つまり、マジックでaと書かれた整数を入れる箱を用意するという意味です。

では文字型変数を用意する呪文は何でしょうか。
Dim b As String
です。この呪文によって、マジックでbと書かれた文字を入れる箱が用意されるのです。

箱の名前を変数名といいます。
Dim a As Integer
でしたら変数名はaですし、
Dim b As String
ならば変数名はbです。
p1
(これから変数名のことを、箱のラベルとも記します。)

箱の名前にすぎないのにいろいろな入門書や入門サイトは、
変数名を
Dim a_integer As Integer

Dim Name As String
などと書くように推奨していますが、
私は、変数名をこのように意味ありげに書くことが、
初心者を困惑させる大きな原因の一つになっていると考えています。
(なぜなら、
VC++系の入門サイトでは長年ダントツのトップを維持し続けている
サイトの著者の私が、
VC++を学ぶときに、a_integerといった書き方自体に意味があると思い、
VC++は難しいと感じてしまった体験があるからです。
ダントツのトップというのは、
『C++ 初心者』『VC++ 入門』『Visual C++ 入門』『Visual C++ 基礎』
など100項目以上で、Googleで第1位を占めているからです。

英単語で書くと、初心者はそこに意味があると思ってしまいます。
ですが、実は変数名自体には何の意味もないのです。
他と区別するという意味以外には。
同様な箱を2つ用意したときに、マジックで何も書かれていなければ、
箱を区別できません。
そこで箱を区別するために、マジックでaと書いたり
bと書いたりするだけなのです。
自分で何の箱であるかがわかればよいのです。
ですから、禁則を犯さなければ変数名=箱の名前は自由につけられのです。
では、禁則とは何でしょうか。
* アルファベット・数字・_(アンダーバー)以外の記号(例えば、/や\など)は使えない。
* 基本は半角
(ただし、VBAの場合は全角も使えます。
ですが、他の言語では全角は""の中以外は一切使えませんので、
半角英数の習慣をつけた方がよいでしょう。

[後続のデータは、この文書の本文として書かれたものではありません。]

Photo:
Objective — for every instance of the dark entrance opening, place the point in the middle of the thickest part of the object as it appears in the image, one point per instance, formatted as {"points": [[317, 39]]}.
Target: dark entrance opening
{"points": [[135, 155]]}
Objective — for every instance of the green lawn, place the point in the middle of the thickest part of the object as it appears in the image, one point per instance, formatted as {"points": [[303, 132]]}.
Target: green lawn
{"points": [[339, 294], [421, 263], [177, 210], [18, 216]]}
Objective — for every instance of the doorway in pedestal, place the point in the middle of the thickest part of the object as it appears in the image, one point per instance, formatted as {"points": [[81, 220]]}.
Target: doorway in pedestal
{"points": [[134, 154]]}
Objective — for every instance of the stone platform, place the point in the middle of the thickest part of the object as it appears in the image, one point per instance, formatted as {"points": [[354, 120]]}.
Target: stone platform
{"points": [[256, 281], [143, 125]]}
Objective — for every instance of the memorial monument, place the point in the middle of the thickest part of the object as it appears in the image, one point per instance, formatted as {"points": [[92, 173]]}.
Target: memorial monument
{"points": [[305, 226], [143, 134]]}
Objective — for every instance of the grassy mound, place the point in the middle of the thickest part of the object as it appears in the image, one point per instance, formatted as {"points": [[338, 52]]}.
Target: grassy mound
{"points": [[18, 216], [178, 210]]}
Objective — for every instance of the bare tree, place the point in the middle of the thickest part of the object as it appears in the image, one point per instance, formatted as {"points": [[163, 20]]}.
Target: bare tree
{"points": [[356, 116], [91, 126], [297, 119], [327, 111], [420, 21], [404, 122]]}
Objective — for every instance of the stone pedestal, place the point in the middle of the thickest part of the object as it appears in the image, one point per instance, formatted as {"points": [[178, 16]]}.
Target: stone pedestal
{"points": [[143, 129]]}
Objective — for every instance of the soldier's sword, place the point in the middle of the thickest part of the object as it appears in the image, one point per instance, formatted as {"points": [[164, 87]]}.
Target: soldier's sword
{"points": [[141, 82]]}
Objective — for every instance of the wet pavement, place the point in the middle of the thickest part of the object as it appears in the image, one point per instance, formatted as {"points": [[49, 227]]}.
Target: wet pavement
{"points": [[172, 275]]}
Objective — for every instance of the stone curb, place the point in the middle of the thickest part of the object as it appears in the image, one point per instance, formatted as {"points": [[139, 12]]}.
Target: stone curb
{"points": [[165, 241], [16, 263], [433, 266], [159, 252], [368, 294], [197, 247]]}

)
* 数字を先頭にもってきてはいけない。
です。
以上の禁則を守れば、箱の名前は自由につけられます。

確かに、箱がたくさん出てくるとaという名前をつけたのでは、
何を入れる箱であったかわからなくなります。
ですから、
Dim a_integer As Integer
と書くことを推奨するわけですが、
私は、むしろ次のように書くことをおすすめします。
Dim a As Integer 'aは整数を入れる変数
'aは整数を入れる変数 は注釈文といわれるものです。
コンピュータは『'』のついてある文を無視します。
ですから、
Dim a As Integer 'aは整数を入れる変数
と書いてあっても、コンピュータにとっては
Dim a As Integer
と同じなのです。
注釈文は、コンピュータのためにあるのではなく、
プログラムの文章を読む人間のためにあるのです。
Dim a As Integer 'aは整数を入れる変数
のように書けば、aが何を入れる箱であったかがわからなくなる心配はありません。
'aは整数を入れる変数をコードのあちらこちらにコピペで貼り付けておけば、
何を入れる変数であるかがわからなくなることはありません。